Behind a glass case is Vostok 6, the capsule flown by the first woman in space, Valentina Terashkova, who also opened the Cosmonauts: Birth of the Space Age exhibition here at the London Science Museum. This sphere shaped capsule looks distinctly other worldly, scorched with fraying fabric type, burnt and basic. It is stunning, you can’t stop looking at it and wonder what it must have been like to plummet through fiery atmosphere as layers of its heat shield peeled away. How terrifying it would be when she had to eject from the capsule via parachute when 7 miles up returning to Earth.
Opposite is Voskhod 1, the first capsule to carry more than 1 crew member. Carrying Vladimir Komaorov, Konstantin Feoktistov and Boris Yegorov would have been a very snug fit for all three cosmonauts. Vladimir Komaorov would later become the first human to die on a space mission during Soyuz 1. Displayed are also engineering models of Sputnik, the Lunokhod lunar rover, a Venera 7 descent module on display was used for drop tests on Earth for a soft landing on Venus. Also Tsiolkovsky’s original drawings, Yuri Gagarin’s military uniform, Russian space propaganda, paintings of rocket engineer Sergei Korolev, spacesuits, including the spacesuit of Helen Sharman, the first Briton in space.

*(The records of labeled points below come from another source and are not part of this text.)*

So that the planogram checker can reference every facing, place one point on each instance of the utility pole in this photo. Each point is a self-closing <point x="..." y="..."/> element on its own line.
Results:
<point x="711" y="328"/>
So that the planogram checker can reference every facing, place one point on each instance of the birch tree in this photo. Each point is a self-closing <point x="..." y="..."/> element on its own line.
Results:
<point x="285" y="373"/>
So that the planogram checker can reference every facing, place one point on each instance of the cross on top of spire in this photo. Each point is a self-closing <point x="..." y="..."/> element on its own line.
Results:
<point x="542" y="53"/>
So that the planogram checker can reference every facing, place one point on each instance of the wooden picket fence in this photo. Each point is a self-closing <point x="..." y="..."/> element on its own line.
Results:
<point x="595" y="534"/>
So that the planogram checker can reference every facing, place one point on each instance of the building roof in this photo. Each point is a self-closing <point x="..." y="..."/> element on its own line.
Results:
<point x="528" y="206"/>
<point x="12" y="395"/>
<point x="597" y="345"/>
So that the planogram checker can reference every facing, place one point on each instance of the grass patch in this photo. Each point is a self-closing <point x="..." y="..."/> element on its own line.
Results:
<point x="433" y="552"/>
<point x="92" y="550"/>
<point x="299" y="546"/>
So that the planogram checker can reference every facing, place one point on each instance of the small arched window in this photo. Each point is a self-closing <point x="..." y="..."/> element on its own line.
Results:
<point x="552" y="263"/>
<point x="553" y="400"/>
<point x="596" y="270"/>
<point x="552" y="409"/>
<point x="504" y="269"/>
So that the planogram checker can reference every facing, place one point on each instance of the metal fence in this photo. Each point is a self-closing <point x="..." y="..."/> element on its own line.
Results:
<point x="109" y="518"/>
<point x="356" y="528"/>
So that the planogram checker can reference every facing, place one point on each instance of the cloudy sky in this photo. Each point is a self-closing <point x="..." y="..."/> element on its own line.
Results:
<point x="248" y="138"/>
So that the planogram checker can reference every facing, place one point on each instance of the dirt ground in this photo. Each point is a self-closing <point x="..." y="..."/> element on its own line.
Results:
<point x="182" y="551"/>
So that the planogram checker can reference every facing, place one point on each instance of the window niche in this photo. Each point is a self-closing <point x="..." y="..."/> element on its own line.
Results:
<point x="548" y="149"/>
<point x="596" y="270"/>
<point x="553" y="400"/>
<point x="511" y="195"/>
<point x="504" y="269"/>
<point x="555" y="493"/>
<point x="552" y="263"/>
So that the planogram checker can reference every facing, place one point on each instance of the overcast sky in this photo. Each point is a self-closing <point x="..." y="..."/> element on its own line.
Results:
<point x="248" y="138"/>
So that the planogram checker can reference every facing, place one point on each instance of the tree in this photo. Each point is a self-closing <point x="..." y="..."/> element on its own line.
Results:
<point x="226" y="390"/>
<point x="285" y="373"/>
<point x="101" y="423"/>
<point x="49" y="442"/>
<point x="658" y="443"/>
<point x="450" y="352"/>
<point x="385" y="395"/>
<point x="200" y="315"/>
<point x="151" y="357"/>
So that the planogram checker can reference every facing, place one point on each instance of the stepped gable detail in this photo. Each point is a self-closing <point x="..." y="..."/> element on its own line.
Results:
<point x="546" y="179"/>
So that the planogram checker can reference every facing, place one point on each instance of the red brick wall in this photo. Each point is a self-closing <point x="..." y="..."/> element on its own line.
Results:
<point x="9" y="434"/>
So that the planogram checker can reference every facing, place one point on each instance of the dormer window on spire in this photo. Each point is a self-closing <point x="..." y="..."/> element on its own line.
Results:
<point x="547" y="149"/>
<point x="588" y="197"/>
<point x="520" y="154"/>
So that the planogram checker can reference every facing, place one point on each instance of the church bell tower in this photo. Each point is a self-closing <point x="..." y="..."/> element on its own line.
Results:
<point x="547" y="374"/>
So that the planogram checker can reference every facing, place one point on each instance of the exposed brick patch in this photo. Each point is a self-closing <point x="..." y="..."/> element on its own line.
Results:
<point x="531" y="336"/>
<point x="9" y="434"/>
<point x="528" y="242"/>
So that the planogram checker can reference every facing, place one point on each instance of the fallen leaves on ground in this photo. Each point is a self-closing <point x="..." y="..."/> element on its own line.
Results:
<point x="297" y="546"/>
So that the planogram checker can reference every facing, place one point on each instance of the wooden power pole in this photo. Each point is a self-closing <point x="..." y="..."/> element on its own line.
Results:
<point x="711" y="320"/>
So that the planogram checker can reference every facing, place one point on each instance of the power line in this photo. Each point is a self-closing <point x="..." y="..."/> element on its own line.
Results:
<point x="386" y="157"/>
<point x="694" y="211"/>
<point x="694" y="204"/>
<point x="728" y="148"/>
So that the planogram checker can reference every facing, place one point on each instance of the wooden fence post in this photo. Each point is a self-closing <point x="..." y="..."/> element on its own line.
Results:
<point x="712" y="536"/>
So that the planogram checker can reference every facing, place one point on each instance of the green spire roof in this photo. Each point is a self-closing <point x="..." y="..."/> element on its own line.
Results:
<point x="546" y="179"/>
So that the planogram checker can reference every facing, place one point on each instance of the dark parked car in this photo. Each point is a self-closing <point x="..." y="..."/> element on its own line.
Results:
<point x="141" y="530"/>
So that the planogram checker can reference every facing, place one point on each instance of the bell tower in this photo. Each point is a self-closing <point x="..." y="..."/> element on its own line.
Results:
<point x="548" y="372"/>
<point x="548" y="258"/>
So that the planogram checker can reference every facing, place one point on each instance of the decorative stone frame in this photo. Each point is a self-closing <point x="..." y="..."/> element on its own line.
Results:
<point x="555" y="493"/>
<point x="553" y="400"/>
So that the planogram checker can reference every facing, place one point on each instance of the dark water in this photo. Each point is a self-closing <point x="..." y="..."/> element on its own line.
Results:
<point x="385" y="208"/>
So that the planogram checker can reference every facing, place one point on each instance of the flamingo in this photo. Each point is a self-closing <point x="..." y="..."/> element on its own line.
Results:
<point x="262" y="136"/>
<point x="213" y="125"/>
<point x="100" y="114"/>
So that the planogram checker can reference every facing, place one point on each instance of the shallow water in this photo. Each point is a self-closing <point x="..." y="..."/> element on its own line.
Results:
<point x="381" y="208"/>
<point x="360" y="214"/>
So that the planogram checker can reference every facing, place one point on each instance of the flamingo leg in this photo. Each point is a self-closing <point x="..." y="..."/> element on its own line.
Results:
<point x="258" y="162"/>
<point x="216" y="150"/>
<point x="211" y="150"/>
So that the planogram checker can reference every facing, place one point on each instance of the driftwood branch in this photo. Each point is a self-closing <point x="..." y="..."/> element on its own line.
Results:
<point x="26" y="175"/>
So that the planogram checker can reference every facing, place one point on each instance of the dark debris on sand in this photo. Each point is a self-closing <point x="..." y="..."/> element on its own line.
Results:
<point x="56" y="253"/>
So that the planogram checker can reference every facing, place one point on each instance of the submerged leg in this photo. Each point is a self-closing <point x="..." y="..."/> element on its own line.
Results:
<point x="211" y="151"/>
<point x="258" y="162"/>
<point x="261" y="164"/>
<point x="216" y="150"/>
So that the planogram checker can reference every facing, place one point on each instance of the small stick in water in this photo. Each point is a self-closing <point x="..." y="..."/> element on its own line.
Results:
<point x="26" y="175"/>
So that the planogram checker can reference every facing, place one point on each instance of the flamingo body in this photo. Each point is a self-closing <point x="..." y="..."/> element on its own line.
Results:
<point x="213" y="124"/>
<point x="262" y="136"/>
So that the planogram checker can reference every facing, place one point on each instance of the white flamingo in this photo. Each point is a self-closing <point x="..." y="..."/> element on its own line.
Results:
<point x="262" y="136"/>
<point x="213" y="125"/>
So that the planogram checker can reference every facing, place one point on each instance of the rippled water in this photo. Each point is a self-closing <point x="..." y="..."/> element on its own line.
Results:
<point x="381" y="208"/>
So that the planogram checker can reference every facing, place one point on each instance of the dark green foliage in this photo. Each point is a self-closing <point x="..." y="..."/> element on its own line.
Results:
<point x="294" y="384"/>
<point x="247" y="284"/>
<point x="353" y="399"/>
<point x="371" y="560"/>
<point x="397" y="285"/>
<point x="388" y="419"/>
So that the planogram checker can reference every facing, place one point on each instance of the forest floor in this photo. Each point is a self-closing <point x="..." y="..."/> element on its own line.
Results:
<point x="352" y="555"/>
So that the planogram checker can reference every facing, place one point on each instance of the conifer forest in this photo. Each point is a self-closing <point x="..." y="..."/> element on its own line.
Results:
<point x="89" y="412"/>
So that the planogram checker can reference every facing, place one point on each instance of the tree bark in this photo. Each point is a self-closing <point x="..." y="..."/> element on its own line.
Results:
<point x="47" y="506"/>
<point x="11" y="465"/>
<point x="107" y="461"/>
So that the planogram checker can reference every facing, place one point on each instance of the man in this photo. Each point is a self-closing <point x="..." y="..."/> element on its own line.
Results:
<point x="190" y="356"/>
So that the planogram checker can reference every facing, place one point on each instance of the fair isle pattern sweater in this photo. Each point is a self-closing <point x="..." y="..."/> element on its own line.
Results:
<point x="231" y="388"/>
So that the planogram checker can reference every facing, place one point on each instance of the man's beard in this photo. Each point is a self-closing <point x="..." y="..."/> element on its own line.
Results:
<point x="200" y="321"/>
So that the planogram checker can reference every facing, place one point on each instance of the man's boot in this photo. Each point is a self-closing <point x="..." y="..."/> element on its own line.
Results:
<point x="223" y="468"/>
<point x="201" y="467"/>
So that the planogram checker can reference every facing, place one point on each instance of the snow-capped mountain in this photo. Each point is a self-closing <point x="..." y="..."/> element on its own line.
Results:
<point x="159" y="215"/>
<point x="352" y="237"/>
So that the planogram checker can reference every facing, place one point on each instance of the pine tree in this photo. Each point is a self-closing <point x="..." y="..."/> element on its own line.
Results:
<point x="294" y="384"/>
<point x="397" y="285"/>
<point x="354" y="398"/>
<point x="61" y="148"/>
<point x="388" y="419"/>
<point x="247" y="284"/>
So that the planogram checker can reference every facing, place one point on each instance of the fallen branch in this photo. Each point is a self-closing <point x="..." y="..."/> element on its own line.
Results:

There are also animal artefacts including a dog ejection seat, When you consider that by the time Yuri Gagarin became the first man in space 1961, 48 dogs had gone to space, only 28 survived. Spare a thought then for the first space dog, Laika. Laika was killed this day in 1957 by extreme stress and overheating when she was aboard the Sputnik 2 spacecraft becoming the first animal to orbit the earth. Laika was a stray found wandering the streets of Moscow and one of three dogs to be trained eventually becoming the flight dog. Sputnik 2 was never designed to be recoverable and that poor dog died for no justifiable reason as scientists were already convinced that people could survive in space. She only went up because the Soviet leader, Nikita Khrushchev, wanted to deliver a “space spectacular” during the cold war and space race. I think about that poor dog often and wonder if man is dogs best friend.
The Cosmonauts exhibition is fantastic, the hardware is a sharp contrast to the American Apollo 10 Command Module that you see after exiting the exhibition. You will not be disappointed. The book that accompanies the Cosmonauts Exhibition is well worth the £30. The only other place in the UK to see Soviet space hardware is the National Space Centre in Leicester where they have a Soyuz spacecraft on display.